NDIのRemoteとBridge活用法
NDI5からRemoteとBridgeというネットワークの垣根(ローカルセグメント)を超えた接続を実現してくれる方向だ。
さらにAudio Directという音声を専用に扱う環境も用意された。
これらの新機能はWindows版だけだ。
だが、旧来は協力会社の製品だけだったMac版でNewTec製品の登場には歓迎だ。
簡単にそれぞれのアプリの機能を見てみよう。
Webcam input(MacではVirtual Input)
名前の通りにPCのWebcamとしてNDIを取り込むことができるようになります。
同じネットワークで扱われているNDI信号をzoomなどの会議システムへ直接送り込むことができます。
従来では映像信号をキャプチャーする外部デバイスを用意する必要がありましたが、TricasterやvMixなどのスイッチャーからLAN経由でNDIプログラム映像を送り込むことが簡単にできます。
注意するところは、この場合の音声はn-1(zoomなど会議システムからの音声を除いたスタジオミックス)を用意する事だ。
MIX1(プログラム映像+ALLミックス音声)
MIX2(プログラム+n-1音声)
などとしてMIX1を記録、配信へ。
MIX2をzoomなど会議システムへ送るようにルーティングのルールを決めておくと良いだろう。
Studio Monitor(MacではVideo Monitor)
同じネットワークで扱われているNDI信号を何でも表示、録画することができます。

PTZ controlも使えるのでネットワーク上にあるすべてのNDI信号を見ることの自由はありがたい。Tricasterの機種によってはマルチビューを見ることができる。表示がない場合でもスイッチャーのマルチビューを必要とする現場ではサブでマルチビューにNDIエンコーダーを挟んでおくと、離れたカメラマンでも返しモニターとしてスマホなどで確認でき大変に便利につかえる。Screen Capture(MacではScan Converter)起動したPCの画面をNDI信号としてネットワークに送出してくれる。パワーポイントやキーノートなどのプレゼンテーション画面をNDIで扱うことができます。パワーのあるPCからはデスクトップで動画の再生も可能です。HDMI SDIなどのストレートコンバーターではロックできないようなスキャンレートのパソコン画面を取り込むことも自由にできます。ちなみにゲームの番組などで120Hzのモニター出力もストレスなく扱えてプレーヤーに負担もないことから物理的なスキャンコンバーターより重宝されます。何より無償です。Test Patterns(Macも同名)カラーバーなど基準信号を発生してくれます。Macでは旧来はSIENNA社の製品だったがNDI5になってからNewTek社のものになり、Windowsと同様のインターフェースとなった。スマホでも使えます。静止画(アルファーキー付き)のポン出しにも使えるので便利に使っている。Access Manager(Macも同名)便利に使えるNDIだけに多くの信号がやりとりされることになり、選ぶ手間が増えてくることになる。入力選択画面でスクロールが必要な量になるとさすがに整理したくなる。

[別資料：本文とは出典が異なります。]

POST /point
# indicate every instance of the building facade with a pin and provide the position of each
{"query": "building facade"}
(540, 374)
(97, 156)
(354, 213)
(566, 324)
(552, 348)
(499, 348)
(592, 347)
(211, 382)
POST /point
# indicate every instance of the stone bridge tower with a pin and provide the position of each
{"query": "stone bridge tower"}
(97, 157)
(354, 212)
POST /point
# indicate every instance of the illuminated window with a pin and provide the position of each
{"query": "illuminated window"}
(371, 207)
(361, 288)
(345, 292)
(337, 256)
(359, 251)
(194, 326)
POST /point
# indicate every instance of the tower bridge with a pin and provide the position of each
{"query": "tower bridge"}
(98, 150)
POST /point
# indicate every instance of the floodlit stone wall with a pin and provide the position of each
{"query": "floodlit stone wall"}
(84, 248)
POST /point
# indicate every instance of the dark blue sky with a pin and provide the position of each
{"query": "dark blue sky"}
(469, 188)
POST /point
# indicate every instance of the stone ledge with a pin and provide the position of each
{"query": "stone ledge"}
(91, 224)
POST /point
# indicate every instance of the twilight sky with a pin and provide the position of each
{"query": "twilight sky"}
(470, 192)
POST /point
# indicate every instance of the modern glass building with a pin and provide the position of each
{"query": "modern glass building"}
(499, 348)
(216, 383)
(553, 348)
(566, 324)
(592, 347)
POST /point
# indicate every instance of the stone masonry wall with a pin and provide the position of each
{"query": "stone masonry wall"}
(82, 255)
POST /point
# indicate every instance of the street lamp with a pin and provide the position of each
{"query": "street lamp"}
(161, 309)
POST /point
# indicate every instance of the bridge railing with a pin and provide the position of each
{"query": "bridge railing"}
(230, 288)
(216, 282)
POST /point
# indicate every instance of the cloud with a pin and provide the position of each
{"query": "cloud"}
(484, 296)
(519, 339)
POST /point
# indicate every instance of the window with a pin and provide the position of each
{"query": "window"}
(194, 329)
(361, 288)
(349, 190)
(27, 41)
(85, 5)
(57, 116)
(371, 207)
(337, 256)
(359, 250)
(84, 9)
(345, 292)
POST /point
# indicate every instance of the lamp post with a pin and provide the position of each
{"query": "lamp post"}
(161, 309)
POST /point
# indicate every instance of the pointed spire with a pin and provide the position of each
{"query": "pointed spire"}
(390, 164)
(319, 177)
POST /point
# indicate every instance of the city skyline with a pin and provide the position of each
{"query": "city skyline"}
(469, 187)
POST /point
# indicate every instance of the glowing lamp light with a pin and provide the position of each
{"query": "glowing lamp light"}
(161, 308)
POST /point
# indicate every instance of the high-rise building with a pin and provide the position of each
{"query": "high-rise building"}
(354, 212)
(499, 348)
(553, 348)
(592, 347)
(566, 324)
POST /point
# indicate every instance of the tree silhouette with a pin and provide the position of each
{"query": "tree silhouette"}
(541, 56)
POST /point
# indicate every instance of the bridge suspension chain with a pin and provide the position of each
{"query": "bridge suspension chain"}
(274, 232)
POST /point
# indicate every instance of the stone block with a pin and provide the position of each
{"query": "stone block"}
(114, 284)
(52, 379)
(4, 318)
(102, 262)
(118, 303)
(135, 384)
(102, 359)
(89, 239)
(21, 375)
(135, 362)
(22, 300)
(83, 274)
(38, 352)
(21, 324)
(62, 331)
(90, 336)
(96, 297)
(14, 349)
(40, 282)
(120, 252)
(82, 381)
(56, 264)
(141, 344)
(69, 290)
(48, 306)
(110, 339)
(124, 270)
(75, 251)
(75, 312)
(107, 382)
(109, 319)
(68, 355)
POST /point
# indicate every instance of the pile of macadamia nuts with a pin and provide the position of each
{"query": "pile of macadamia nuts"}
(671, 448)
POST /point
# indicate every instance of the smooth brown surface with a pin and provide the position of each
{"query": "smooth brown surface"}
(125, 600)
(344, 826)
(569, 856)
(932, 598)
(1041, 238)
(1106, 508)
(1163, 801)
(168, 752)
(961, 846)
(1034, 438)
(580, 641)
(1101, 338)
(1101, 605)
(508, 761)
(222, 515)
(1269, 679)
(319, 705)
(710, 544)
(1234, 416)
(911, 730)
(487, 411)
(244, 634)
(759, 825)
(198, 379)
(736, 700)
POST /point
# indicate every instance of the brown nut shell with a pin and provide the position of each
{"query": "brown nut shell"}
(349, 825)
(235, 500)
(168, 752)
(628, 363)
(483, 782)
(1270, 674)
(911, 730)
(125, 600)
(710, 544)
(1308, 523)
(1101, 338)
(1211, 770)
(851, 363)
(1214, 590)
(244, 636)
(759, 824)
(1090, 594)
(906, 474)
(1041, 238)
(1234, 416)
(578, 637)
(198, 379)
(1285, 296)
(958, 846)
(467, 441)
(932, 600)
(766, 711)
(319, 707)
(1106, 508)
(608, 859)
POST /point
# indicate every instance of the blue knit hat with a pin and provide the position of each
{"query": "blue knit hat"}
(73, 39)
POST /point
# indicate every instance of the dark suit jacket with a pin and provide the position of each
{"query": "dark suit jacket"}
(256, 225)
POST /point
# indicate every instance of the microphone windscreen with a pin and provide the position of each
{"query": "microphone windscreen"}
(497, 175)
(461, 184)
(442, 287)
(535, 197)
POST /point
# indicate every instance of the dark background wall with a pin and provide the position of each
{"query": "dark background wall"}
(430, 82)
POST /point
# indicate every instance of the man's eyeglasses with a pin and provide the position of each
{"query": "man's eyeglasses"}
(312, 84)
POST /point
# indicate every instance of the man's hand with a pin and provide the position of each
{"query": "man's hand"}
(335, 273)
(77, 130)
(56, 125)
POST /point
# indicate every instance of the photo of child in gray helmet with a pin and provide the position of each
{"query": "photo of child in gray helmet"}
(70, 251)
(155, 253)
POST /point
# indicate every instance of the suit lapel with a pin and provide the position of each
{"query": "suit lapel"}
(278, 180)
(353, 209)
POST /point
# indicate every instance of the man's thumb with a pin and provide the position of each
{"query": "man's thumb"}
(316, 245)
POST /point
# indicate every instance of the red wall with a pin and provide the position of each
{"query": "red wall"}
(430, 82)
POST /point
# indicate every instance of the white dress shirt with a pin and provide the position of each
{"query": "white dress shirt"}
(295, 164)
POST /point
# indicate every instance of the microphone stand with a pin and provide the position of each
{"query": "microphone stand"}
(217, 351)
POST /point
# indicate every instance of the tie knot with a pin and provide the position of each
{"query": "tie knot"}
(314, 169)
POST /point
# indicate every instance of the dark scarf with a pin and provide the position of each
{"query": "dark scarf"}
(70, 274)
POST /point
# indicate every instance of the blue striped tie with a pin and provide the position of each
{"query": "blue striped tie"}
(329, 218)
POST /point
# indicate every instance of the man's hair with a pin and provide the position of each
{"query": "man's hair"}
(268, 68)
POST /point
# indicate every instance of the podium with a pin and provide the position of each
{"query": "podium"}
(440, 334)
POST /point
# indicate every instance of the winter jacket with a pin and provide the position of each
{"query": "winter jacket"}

アクセスマネージャーは起動したパソコンが受け取るべき信号、送り出す信号をグループで分けて整理することができる。

また、見つけにくいNDIデバイスや、電源の入っていないデバイス、まだ接続されていないカメラなどをExternal SourcesでIPアドレスと一緒に予約登録しておくと、スイッチャーなどの入力で先に設定しておくことができるので便利だ。

Bridge(Macには無い)文字どおりにネットワークセグメントを超えてNDI信号をやりとりできる仕掛けだ。残念ながら執筆時期にはComing soon!(未実装)だ。

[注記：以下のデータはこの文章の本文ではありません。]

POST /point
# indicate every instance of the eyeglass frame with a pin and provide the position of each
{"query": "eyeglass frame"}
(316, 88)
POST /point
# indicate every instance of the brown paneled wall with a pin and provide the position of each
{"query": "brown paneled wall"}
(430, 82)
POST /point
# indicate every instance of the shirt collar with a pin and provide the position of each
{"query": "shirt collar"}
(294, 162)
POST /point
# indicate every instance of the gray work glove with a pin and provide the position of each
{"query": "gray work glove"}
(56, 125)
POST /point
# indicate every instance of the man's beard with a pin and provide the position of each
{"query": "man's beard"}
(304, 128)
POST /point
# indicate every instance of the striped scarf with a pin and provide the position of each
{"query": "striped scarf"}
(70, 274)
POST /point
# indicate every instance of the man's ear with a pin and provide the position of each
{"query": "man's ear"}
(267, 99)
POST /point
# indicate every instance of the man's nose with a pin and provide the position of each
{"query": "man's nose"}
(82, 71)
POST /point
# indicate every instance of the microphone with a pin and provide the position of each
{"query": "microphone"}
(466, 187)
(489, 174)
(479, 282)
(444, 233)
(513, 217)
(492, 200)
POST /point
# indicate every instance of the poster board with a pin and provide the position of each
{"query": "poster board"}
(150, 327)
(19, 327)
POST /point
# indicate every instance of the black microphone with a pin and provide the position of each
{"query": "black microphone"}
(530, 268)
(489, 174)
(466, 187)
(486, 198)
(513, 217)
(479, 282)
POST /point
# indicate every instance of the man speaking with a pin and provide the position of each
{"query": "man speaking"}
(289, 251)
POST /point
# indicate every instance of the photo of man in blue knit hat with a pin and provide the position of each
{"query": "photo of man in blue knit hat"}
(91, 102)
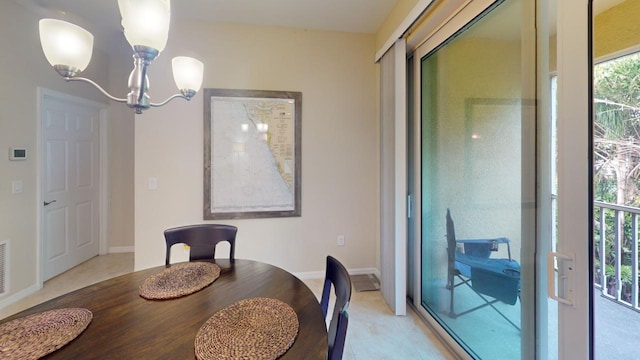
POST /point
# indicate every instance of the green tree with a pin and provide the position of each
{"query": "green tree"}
(617, 129)
(617, 155)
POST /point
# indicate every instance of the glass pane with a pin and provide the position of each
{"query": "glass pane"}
(475, 149)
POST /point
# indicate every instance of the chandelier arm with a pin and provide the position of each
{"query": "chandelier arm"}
(103, 91)
(169, 99)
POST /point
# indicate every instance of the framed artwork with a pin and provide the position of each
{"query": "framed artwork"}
(252, 153)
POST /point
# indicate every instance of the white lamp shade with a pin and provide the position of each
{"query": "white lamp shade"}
(146, 22)
(66, 44)
(187, 73)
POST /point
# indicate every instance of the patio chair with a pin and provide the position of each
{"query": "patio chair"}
(492, 279)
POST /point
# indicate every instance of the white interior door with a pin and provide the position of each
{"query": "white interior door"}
(70, 183)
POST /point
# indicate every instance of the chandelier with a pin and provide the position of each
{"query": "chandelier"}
(68, 49)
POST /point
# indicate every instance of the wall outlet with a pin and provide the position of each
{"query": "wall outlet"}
(16, 186)
(152, 183)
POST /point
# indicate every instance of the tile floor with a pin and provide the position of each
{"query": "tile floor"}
(374, 332)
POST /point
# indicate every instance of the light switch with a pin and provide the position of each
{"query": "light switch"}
(16, 186)
(152, 184)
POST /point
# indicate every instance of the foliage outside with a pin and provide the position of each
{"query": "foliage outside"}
(616, 163)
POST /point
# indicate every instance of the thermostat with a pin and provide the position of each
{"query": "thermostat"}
(17, 154)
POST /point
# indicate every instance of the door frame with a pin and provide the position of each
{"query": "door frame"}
(575, 206)
(103, 181)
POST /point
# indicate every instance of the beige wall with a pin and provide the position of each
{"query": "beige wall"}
(395, 18)
(121, 154)
(338, 80)
(24, 69)
(617, 29)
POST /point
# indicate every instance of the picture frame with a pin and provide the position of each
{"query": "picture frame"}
(252, 154)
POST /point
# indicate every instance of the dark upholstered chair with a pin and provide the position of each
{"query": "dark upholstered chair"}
(336, 275)
(202, 240)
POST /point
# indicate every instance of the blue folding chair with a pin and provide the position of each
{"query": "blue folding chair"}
(492, 279)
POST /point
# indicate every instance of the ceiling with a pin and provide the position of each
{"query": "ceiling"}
(102, 17)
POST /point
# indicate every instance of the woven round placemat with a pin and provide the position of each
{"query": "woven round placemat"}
(37, 335)
(179, 280)
(256, 328)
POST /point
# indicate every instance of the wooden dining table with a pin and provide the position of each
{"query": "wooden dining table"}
(127, 326)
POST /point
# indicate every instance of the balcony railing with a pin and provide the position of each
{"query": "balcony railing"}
(616, 252)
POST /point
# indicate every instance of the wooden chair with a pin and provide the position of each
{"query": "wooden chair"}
(336, 275)
(202, 240)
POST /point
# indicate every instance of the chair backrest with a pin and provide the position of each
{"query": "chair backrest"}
(451, 238)
(202, 240)
(336, 275)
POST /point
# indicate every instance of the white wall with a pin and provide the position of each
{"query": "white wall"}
(24, 69)
(340, 152)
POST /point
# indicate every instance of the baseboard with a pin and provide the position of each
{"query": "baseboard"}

Audio Direct(Macには無い)業界の標準ともいえるStinvarg VST3のプラグインに対応した。まずは対応しているプラグインのダウンロードが必要です。


PCで便利に使ってきたDTM環境との音声のやりとりがNDIで可能になります。Remote(Macには無い)スマホのカメラ機能を遠隔から活用できるようになりました。

My Connectionという接続ポイントをクラウドサービスに設定します。そのQRコードを発行して遠方のカメラマンと共有します。そのQRコードからカメラアプリを起動すると、インターネットにつながっている場所から映像、音声が伝送できるようになります。


NDI for AfterEffects(Macも同名)

NDI for Premiere Pro(Macも同名)

NDI for VLC(Macには無い)

ループ映像など動画の再生に便利。MacのNDI tools

そしてMacだけにあるのはNDI output for Final Cut Proだ。

動画の再生に活用できるアプリが増えることは大歓迎だ。新機能でMacは恩恵を受けないのかというと、そうではない。例えばWindowsでBridgeした出先からスマホの画面はNDIの信号なので、Macのモニターでも確認できるし利用することも可能だ。まずはNDI toolsのダウンロードで無償のNDI環境を味わってほしい。